# Plain-Text Dateien in Firefox öffnen



## tuxx (1. Mai 2005)

*text/x-log Dateien in Firefox öffnen*

Wie bekomm ich denn Plain-Text-Dateien in Firefox auf?
Es gibt ja für alles mgl. Plugins.
Firefox will die Datei höchstens speichern.
Gibt es ein Plugin/eine Extension das/die weiterhilft?


----------



## schwarzfahrer (8. Mai 2005)

Grüß Gott   

Ich hab den Firefox im Ursprungszustand, also Heruntergeladen, installiert, keine Plugins, nothing.

Wenn ich in der URL Zeile eine Textdatei (*.txt) "anwähle" wird sie mir angezeigt?

Wenn ich sie hineinziehe, wird sie angezeigt...

Habe ich eine HTML Datei mit einem Link auf eine *.txt Datei..., wird sie angezeigt.

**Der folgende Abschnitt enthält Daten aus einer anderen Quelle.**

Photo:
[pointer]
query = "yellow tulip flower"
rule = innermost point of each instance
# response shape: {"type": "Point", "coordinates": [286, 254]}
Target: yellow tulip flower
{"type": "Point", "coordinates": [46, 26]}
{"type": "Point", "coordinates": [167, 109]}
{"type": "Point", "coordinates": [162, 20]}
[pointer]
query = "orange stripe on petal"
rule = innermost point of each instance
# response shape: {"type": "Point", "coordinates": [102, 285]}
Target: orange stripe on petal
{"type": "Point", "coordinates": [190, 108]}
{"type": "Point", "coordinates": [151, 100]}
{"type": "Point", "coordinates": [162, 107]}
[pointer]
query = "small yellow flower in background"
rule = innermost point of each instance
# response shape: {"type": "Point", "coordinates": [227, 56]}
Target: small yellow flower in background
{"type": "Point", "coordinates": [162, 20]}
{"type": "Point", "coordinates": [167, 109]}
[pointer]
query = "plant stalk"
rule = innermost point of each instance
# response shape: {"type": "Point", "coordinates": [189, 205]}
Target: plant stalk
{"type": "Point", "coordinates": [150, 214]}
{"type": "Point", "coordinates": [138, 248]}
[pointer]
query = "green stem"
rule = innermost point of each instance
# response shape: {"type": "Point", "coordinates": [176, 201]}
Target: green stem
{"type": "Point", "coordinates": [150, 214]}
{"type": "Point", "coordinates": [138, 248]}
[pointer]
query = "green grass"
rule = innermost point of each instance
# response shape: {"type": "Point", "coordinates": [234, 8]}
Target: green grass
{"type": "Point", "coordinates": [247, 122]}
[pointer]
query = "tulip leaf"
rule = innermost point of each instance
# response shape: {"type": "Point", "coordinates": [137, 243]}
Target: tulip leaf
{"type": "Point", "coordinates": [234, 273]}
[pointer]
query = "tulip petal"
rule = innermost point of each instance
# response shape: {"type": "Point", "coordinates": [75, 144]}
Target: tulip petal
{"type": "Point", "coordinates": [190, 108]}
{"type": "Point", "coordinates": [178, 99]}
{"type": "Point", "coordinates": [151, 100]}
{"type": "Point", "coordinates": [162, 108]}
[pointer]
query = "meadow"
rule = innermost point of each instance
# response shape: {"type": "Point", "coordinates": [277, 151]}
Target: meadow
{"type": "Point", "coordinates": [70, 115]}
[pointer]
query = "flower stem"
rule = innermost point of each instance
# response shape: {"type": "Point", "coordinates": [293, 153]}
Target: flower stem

2 Möglichkeiten - entweder ich verstehe dein Problem nicht... oder es gibt keins?

Grüße. SF


----------



## tuxx (8. Mai 2005)

Ist ja merkwürdig.
Ich verwende Firefox 1.0.3 Linux und bekomme immer den "Speichern unter" - Dialog, wenn ich eine Textdatei per "Öffnen mit..." aus dem Menü öffnen möchte.
oder ich gebe Firefox eine externe Applikation vor, die die Datei öffnet.
Sei es gedit, kwrite, was immer...
Nur Firefox machts nicht. Weder xyz.txt noch xyz.log (was ja Zweck meiner frage ist).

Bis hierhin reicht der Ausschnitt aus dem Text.